In its analysis, the court noted that the department had set up an office for the independent contractor at the construction site, the independent contractor had educated the department’s counsel about conditions at the site, the independent contractor was counsel’s primary contact at the site, and the independent contractor possessed information about the project that no one else had. Because the privilege protects communications made to an attorney in order for the attorney to provide sound legal advice, the court held that “a formal distinction between an employee and an independent contractor conflicts with the purposes supporting the privilege.”

The court ultimately determined that under these circumstances, the independent contractor was the functional equivalent of a department employee and that communications between the department’s attorney and the independent contractor were privileged. 

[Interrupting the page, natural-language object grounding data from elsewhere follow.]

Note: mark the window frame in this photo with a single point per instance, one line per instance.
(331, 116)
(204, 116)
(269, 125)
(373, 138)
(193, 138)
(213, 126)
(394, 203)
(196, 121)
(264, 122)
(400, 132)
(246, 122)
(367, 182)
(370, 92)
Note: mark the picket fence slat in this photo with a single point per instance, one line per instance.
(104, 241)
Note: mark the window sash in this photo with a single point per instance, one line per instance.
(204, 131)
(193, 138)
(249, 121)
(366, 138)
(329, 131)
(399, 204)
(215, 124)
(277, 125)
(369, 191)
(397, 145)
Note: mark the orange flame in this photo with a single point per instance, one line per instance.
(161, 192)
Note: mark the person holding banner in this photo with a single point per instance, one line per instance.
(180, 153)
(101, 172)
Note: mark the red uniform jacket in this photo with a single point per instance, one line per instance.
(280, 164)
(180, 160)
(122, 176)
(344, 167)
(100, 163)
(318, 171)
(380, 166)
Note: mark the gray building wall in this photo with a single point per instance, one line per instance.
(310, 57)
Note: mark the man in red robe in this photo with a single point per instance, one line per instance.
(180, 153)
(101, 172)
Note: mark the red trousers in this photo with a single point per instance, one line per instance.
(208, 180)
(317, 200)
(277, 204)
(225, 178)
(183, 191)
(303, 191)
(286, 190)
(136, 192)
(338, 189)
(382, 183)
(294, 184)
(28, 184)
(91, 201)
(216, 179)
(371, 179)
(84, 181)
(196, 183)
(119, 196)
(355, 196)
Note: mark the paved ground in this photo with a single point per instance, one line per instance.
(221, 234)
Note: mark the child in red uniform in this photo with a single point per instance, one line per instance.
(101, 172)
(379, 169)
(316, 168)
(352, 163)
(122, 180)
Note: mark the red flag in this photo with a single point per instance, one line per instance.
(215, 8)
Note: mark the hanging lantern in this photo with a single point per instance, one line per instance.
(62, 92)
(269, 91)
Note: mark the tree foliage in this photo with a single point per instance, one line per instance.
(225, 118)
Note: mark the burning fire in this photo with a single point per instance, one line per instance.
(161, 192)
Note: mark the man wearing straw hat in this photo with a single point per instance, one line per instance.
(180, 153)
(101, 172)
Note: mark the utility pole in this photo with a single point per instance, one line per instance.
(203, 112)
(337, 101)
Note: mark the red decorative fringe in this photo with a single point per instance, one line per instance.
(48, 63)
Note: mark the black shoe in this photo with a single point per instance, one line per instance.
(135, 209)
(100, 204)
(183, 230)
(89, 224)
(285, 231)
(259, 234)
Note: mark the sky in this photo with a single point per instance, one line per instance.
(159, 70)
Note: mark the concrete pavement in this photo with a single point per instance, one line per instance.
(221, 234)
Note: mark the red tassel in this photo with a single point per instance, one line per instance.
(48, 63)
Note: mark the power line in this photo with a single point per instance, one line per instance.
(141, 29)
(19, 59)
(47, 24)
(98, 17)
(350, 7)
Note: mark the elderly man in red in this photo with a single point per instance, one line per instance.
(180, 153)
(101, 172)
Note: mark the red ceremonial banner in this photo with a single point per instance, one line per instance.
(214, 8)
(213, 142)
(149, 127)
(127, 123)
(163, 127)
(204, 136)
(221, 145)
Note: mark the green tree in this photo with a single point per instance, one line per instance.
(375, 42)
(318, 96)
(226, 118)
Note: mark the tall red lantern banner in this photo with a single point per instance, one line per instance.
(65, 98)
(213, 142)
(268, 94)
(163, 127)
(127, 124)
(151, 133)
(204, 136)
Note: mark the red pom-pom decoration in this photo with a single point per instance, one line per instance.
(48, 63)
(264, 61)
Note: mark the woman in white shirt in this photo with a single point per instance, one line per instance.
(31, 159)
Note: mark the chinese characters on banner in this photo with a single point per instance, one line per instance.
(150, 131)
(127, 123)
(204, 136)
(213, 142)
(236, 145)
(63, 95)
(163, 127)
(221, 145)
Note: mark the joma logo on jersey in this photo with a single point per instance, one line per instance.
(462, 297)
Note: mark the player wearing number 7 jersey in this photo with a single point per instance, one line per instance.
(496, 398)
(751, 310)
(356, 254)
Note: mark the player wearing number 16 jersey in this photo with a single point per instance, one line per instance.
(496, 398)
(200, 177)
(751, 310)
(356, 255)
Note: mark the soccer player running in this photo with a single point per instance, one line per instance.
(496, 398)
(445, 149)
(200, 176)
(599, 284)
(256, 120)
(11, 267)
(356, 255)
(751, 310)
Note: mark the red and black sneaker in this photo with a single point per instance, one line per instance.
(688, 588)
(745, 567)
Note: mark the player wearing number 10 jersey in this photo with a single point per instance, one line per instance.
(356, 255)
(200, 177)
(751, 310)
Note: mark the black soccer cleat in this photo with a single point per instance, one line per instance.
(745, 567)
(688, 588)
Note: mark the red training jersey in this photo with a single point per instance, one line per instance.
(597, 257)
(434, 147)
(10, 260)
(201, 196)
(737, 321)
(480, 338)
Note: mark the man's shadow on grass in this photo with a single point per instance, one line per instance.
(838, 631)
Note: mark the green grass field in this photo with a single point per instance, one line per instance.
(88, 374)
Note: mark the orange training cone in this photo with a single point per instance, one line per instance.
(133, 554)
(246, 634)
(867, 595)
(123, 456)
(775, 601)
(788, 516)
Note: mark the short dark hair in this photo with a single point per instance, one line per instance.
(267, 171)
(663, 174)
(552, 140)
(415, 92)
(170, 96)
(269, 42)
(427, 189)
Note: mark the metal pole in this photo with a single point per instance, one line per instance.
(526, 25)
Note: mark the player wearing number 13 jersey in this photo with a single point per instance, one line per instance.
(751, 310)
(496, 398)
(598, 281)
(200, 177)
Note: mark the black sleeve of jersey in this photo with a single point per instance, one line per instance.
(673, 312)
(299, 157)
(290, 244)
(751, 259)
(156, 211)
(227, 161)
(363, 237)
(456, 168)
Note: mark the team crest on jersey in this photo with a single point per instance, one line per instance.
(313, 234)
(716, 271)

Thus, under certain circumstances the functional equivalent doctrine expands the scope of the attorney-client privilege to include client contractors. 

Attorneys who represent organizational or corporate clients should keep this expanded scope in mind, particularly when making determinations as to which communications to disclose in response to document requests and in other potential waiver situations. 

— Rachel Yeates practices in commercial litigation at Moye White.